Li em uma revista que a antiga União Soviética fazia aviões tão rápidos ou mais rápidos do que os aviões americanos, mas que numa guerra real eles não teriam chance.
Li em uma revista que a antiga União Soviética fazia aviões tão rápidos ou mais rápidos do que os aviões americanos, mas que numa guerra real eles não teriam chance. Achei a afirmação curiosa e fui tentar saber mais sobre a causa dessa afirmação. O articulista falava de algo tão simples quanto real. Ele dizia que os aviões soviéticos eram mais velozes porque eles tinham motores tão poderosos que “até um muro sairia voando, com tanta potência à disposição”. Muros, sabemos, não ganham guerras. E motores desse tamanho demandam tanto combustível que a) precisam de um avião com um tanque tão enorme de combustível que não sobraria muito espaço para radares, eletrônica, armas, essas coisas que aviões de guerra precisam ter;
b) não podem ficar muito tempo no ar e, portanto, têm sua utilidade reduzida exatamente quando as coisas começam a esquentar;
c) precisam de aviões-tanque por perto para seguirem voando e sendo úteis, sendo os aviões-tanque um problema porque são grandes, pesados e fáceis de destruir, complicando ainda mais um cenário cuja logística é, literalmente, infernal. É uma situação parecida com o velho varejo, do armarinho, do freguês de caderninho, do comprar por 50 e vender por 100. Dos tempos em que havia renda para pagar 100 e indústria disposta a oferecer essa margem toda ao varejista. Um cenário onde havia tanta renda, baixa competição e pouca demanda por qualidade/preço que qualquer um podia pilotar um muro e seguir voando por um bom tempo, sem medos de desastres aéreos ou de outra natureza qualquer.

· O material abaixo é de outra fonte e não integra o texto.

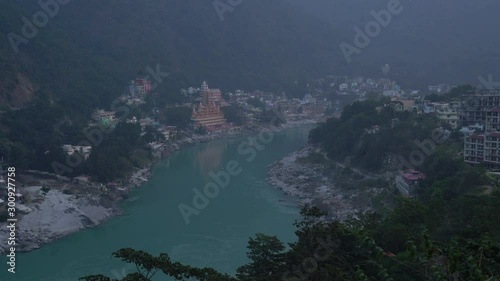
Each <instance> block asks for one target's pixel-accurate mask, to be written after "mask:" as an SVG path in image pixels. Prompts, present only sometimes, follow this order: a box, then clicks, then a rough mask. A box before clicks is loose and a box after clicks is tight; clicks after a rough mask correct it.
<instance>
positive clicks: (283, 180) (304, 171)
mask: <svg viewBox="0 0 500 281" xmlns="http://www.w3.org/2000/svg"><path fill="white" fill-rule="evenodd" d="M268 182H269V183H270V184H272V185H273V186H275V187H276V188H278V189H280V190H282V191H283V192H285V193H286V194H289V195H292V196H293V197H295V198H296V199H297V202H298V203H299V204H300V205H301V206H303V205H306V204H307V205H313V206H317V207H319V208H321V209H322V210H325V211H327V212H328V214H329V217H330V218H331V219H338V220H345V219H347V218H350V217H353V216H356V215H357V214H359V213H364V212H369V211H374V210H375V209H376V210H377V211H380V210H379V209H381V208H384V206H386V205H387V204H389V202H390V200H391V198H392V195H391V192H390V191H389V190H388V188H387V184H388V183H387V182H386V179H384V178H383V177H380V178H378V177H373V176H371V175H365V174H362V173H361V172H359V171H357V170H351V169H350V168H346V167H343V166H342V165H340V164H337V163H334V162H330V161H329V160H327V159H326V158H325V157H324V155H323V154H322V153H321V152H320V150H319V149H317V148H315V147H311V146H308V147H306V148H304V149H302V150H299V151H296V152H293V153H291V154H289V155H288V156H286V157H285V158H283V159H282V160H280V161H277V162H275V163H273V164H272V165H271V166H270V170H269V176H268Z"/></svg>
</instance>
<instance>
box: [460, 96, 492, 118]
mask: <svg viewBox="0 0 500 281" xmlns="http://www.w3.org/2000/svg"><path fill="white" fill-rule="evenodd" d="M499 108H500V90H493V91H492V90H484V91H478V92H474V93H469V94H466V95H463V96H462V97H461V114H460V120H461V121H462V124H463V125H470V124H476V123H480V124H484V125H485V122H486V118H487V115H488V112H490V114H491V112H492V111H495V110H498V109H499Z"/></svg>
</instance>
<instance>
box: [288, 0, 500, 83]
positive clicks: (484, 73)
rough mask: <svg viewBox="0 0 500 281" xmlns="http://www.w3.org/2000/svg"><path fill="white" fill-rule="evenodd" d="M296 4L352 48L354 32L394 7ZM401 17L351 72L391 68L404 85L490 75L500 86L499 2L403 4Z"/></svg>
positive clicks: (450, 82) (447, 81)
mask: <svg viewBox="0 0 500 281" xmlns="http://www.w3.org/2000/svg"><path fill="white" fill-rule="evenodd" d="M291 2H292V3H294V4H295V5H297V6H299V7H301V8H302V9H304V10H305V11H307V12H309V13H310V14H311V15H314V16H315V17H317V18H318V19H321V20H322V21H324V22H325V23H326V24H330V25H331V26H334V27H336V28H338V29H340V30H343V32H342V33H339V34H337V36H331V37H329V40H330V43H331V44H332V45H334V46H335V47H336V48H337V50H336V51H339V52H340V48H339V44H340V43H341V42H347V43H349V44H354V35H355V31H354V27H356V26H357V27H359V28H361V29H362V30H364V29H365V26H366V24H367V23H368V22H370V21H374V17H373V16H372V14H371V11H375V12H379V11H381V10H387V6H388V4H389V3H390V2H391V1H371V0H318V1H314V2H311V1H302V0H292V1H291ZM398 2H399V3H401V7H402V9H403V10H402V11H401V13H399V14H397V15H392V17H391V21H390V23H389V24H388V25H387V26H386V27H383V28H382V29H381V31H380V33H379V35H378V36H376V37H375V38H372V40H371V42H370V44H369V45H368V46H367V47H366V48H363V49H362V51H361V53H360V54H354V55H353V60H352V63H351V64H350V65H349V66H348V67H349V69H348V70H349V72H351V73H357V74H361V75H367V73H370V74H371V75H374V74H380V66H381V65H384V64H386V63H389V64H390V65H391V66H392V71H393V77H394V78H396V79H397V80H398V82H400V83H403V84H404V85H411V86H426V85H430V84H433V83H436V84H437V83H455V84H463V83H471V84H473V85H477V84H478V83H479V82H478V79H477V77H478V76H480V75H481V76H484V77H486V76H487V75H489V74H492V75H493V76H494V77H496V79H495V80H496V81H498V80H500V52H499V49H498V45H499V44H500V38H499V37H498V36H494V34H497V33H498V31H497V29H498V26H500V18H499V17H498V16H497V14H498V12H499V11H500V2H499V1H495V0H478V1H467V0H443V1H433V0H420V1H409V0H401V1H398Z"/></svg>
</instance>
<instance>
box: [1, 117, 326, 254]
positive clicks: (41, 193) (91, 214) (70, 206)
mask: <svg viewBox="0 0 500 281" xmlns="http://www.w3.org/2000/svg"><path fill="white" fill-rule="evenodd" d="M315 123H316V121H315V120H300V121H294V122H289V123H287V124H284V125H282V126H281V128H280V129H286V128H292V127H297V126H303V125H310V124H315ZM262 129H263V128H262V127H250V128H241V129H238V130H233V131H229V132H220V133H216V134H211V135H202V136H185V137H183V138H181V139H179V140H177V141H175V142H170V143H165V144H163V145H162V146H161V149H160V154H159V155H161V156H162V157H163V158H164V157H168V155H170V154H171V153H172V152H174V151H177V150H180V149H182V148H185V147H188V146H192V145H196V144H199V143H203V142H208V141H211V140H215V139H223V138H233V137H238V136H244V135H250V134H255V133H257V132H259V131H260V130H262ZM162 157H158V158H156V159H155V161H154V162H152V163H150V164H149V165H148V167H147V168H144V169H137V170H136V171H134V172H133V173H132V175H130V176H129V177H128V178H126V179H122V180H119V181H116V182H114V183H112V184H108V185H103V184H100V183H93V182H75V181H73V180H70V179H67V178H64V177H55V176H51V175H49V174H47V173H39V174H37V173H30V174H25V175H19V177H18V183H17V185H16V186H17V187H18V191H21V192H22V193H23V197H24V198H23V201H22V205H21V206H23V207H26V208H27V210H28V211H26V213H21V212H20V211H18V212H17V213H16V215H17V217H18V222H17V237H16V238H17V242H16V251H19V252H26V251H31V250H34V249H37V248H40V247H41V246H42V245H44V244H47V243H51V242H53V241H55V240H57V239H59V238H61V237H64V236H66V235H68V234H71V233H75V232H77V231H79V230H82V229H86V228H90V227H94V226H97V225H99V224H100V223H102V222H104V221H106V220H107V219H109V218H112V217H114V216H116V215H119V214H121V209H120V208H119V206H118V203H119V202H120V201H121V200H123V199H124V198H127V196H128V193H129V192H130V190H132V189H134V188H137V187H140V186H142V185H143V184H144V183H145V182H147V180H149V177H150V176H151V168H152V167H153V166H154V164H155V163H156V162H157V161H160V160H161V159H162ZM19 203H20V202H19ZM8 235H9V233H8V229H7V227H6V223H0V241H1V242H0V254H4V253H5V252H6V251H7V249H8V248H9V247H10V246H8V245H7V241H8V239H7V238H8Z"/></svg>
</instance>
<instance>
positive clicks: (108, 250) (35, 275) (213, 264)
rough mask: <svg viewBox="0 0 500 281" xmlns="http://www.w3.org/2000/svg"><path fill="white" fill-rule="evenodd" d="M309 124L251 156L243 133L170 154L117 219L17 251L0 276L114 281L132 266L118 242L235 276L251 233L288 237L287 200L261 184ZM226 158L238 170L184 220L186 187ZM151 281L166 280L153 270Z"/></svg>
mask: <svg viewBox="0 0 500 281" xmlns="http://www.w3.org/2000/svg"><path fill="white" fill-rule="evenodd" d="M311 128H312V127H311V126H304V127H298V128H292V129H286V130H284V131H281V132H278V133H275V134H274V135H273V136H272V140H271V137H270V136H269V135H265V136H264V135H263V137H264V138H263V140H265V141H269V140H271V141H270V142H269V143H268V144H263V143H262V142H259V145H258V146H255V148H258V149H261V151H258V150H257V149H255V148H254V149H253V151H254V152H256V153H255V154H253V153H252V152H250V151H251V150H250V149H249V146H246V145H242V143H244V142H246V143H248V141H249V140H248V137H241V138H234V139H225V140H217V141H213V142H210V143H206V144H201V145H197V146H194V147H190V148H187V149H184V150H182V151H179V152H176V153H174V154H172V155H171V156H170V157H168V159H165V160H164V161H162V162H161V163H159V164H158V165H157V166H156V168H155V169H154V171H153V175H152V178H151V180H150V181H149V182H148V183H147V184H145V185H144V186H143V187H142V188H140V189H137V190H135V191H134V192H132V193H131V196H130V198H129V199H128V200H126V201H124V202H123V204H122V206H123V209H124V215H123V216H119V217H116V218H113V219H111V220H109V221H107V222H106V223H104V224H102V225H99V226H97V227H95V228H92V229H87V230H84V231H81V232H78V233H75V234H73V235H70V236H67V237H65V238H63V239H61V240H58V241H56V242H54V243H52V244H49V245H45V246H43V247H42V248H41V249H39V250H35V251H32V252H29V253H23V254H19V255H18V256H17V260H16V273H15V274H12V273H9V272H7V268H8V266H7V264H6V263H5V262H2V265H1V268H0V280H2V281H4V280H5V281H10V280H12V281H70V280H78V277H82V276H86V275H89V274H98V273H102V274H105V275H107V276H109V277H112V278H117V279H120V278H121V277H123V276H125V275H126V274H127V273H131V272H133V271H134V269H135V267H134V266H131V265H127V264H124V263H122V262H121V261H119V260H116V259H114V258H112V257H111V253H112V252H113V251H115V250H118V249H120V248H124V247H132V248H134V249H141V250H145V251H148V252H150V253H153V254H159V253H162V252H163V253H167V254H169V255H170V257H171V258H172V259H173V260H176V261H180V262H182V263H185V264H189V265H192V266H197V267H213V268H215V269H216V270H219V271H221V272H226V273H229V274H234V273H235V272H236V268H237V267H239V266H241V265H243V264H245V263H246V262H247V261H248V260H247V258H246V252H247V248H246V246H247V242H248V239H249V237H251V236H253V235H254V234H255V233H258V232H261V233H264V234H269V235H277V236H278V237H279V238H280V239H281V240H282V241H285V242H292V241H293V240H294V227H293V222H294V220H295V219H297V218H298V217H299V215H298V213H299V210H298V209H297V208H296V207H295V206H294V205H293V204H290V202H291V198H288V197H287V196H286V195H284V194H283V193H282V192H280V191H278V190H276V189H274V188H273V187H272V186H270V185H269V184H267V183H266V177H267V172H268V165H270V164H271V163H272V162H274V161H276V160H279V159H281V158H282V157H284V156H285V155H287V154H288V153H290V152H292V151H294V150H297V149H299V148H300V147H302V146H304V145H305V144H306V142H307V135H308V132H309V130H310V129H311ZM240 145H242V146H241V147H240V151H238V147H239V146H240ZM242 152H243V153H242ZM253 155H254V156H255V157H254V159H252V157H251V156H253ZM232 161H233V162H232ZM228 163H232V164H235V163H238V167H239V168H240V169H241V172H240V173H239V174H238V175H234V176H231V177H230V179H229V184H228V185H227V186H226V187H225V188H223V189H220V192H219V194H218V195H217V196H215V197H214V198H212V199H209V204H208V206H206V208H204V209H202V210H199V214H198V215H191V216H190V217H189V220H190V223H189V224H186V222H185V220H184V218H183V216H182V215H181V212H180V211H179V204H181V203H184V204H186V205H189V206H191V207H193V202H192V201H193V197H194V193H193V191H192V190H193V188H198V189H199V190H201V191H203V187H204V186H205V185H206V184H207V183H210V182H213V181H214V180H212V178H211V177H210V176H209V173H210V172H214V173H218V172H220V171H222V170H221V169H227V164H228ZM236 170H238V169H236ZM0 260H1V261H5V260H6V257H1V259H0ZM153 280H158V281H162V280H169V279H168V278H167V277H164V276H163V275H161V273H158V274H157V276H155V278H154V279H153Z"/></svg>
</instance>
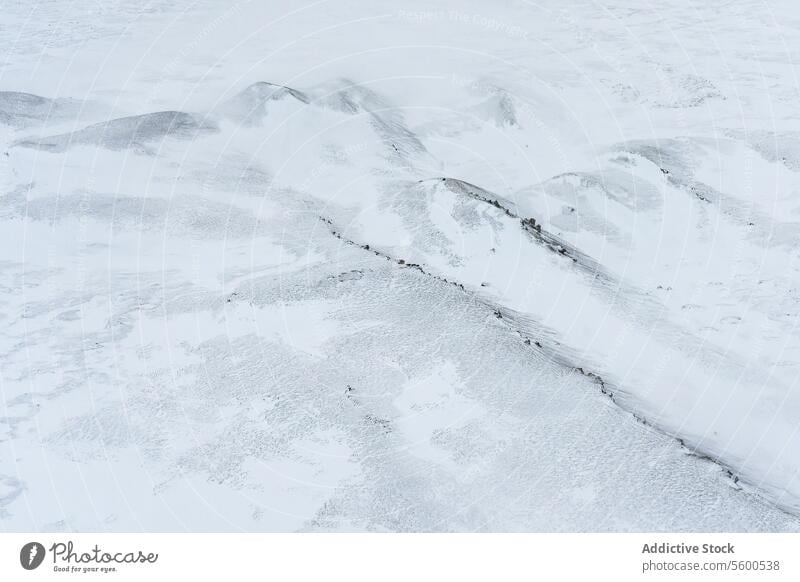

Centavo a centavo – Consultores norte-americanos já falam em “walmartization”, ou seja, no processo de transformar o mundo em um lugar que briga por cada centavo, tantos dos fabricantes quanto dos consumidores, e força todos os demais setores a atuar da mesma forma. Quem conhece os terríveis departamentos de compras das grandes multinacionais entende o drama.
Assim, não podemos mais ter foco simplesmente nos resultados, mas sim, nos processos, uma vez que aviões (mesmo os que voam) podem não resolver nosso problema de competição. Precisamos de inteligência agregada a todas as nossas ações para sabermos quanto combustível estamos empregando, momento a momento, se estamos obtendo resultados reais ou dissipando nossos recursos até o ponto em que eles se esgotarão com nossa operação ainda no ar.
Precisamos, desesperadamente, atingir o equilíbrio entre energia e recursos gastos e o que podemos ou devemos gastar, na obtenção de resultados. Precisamos de bons sensores colocados em pontos estratégicos e monitoração constante – além de análise contínua de suas informações, algo muito claro para nós, em nosso acompanhamento constante das mutações ininterruptas que ocorrem no ambiente do novo varejo.
Novo cenário – Conforme-se: a luta por “mais por menos”, a tal walmartização, não vai desaparecer apesar de nossos desejos, promessas e rezas brabas. Veja essa frase, dita por uma consumidora em uma pesquisa sobre a Classe C: “Eu não compro porque é barato. Eu compro porque é bom e barato”. Isso só se consegue oferecer com sistemas que não acreditem que o avião vai bem simplesmente porque está voando rápido, mas acompanha o cenário de maneira completa e não se ilude com apenas alguns índices de sucesso.
Precisamos de um sistema que não siga por aí feliz com as vendas, sem perceber que logo ali, em geral contra o sol para que a gente não o veja, está um concorrente com um avião menos veloz do que o nosso, planejado para fazer o que todo o avião de guerra deve fazer: localizar, atacar, e sair inteiro, enquanto nossos generais pensam no que deu errado.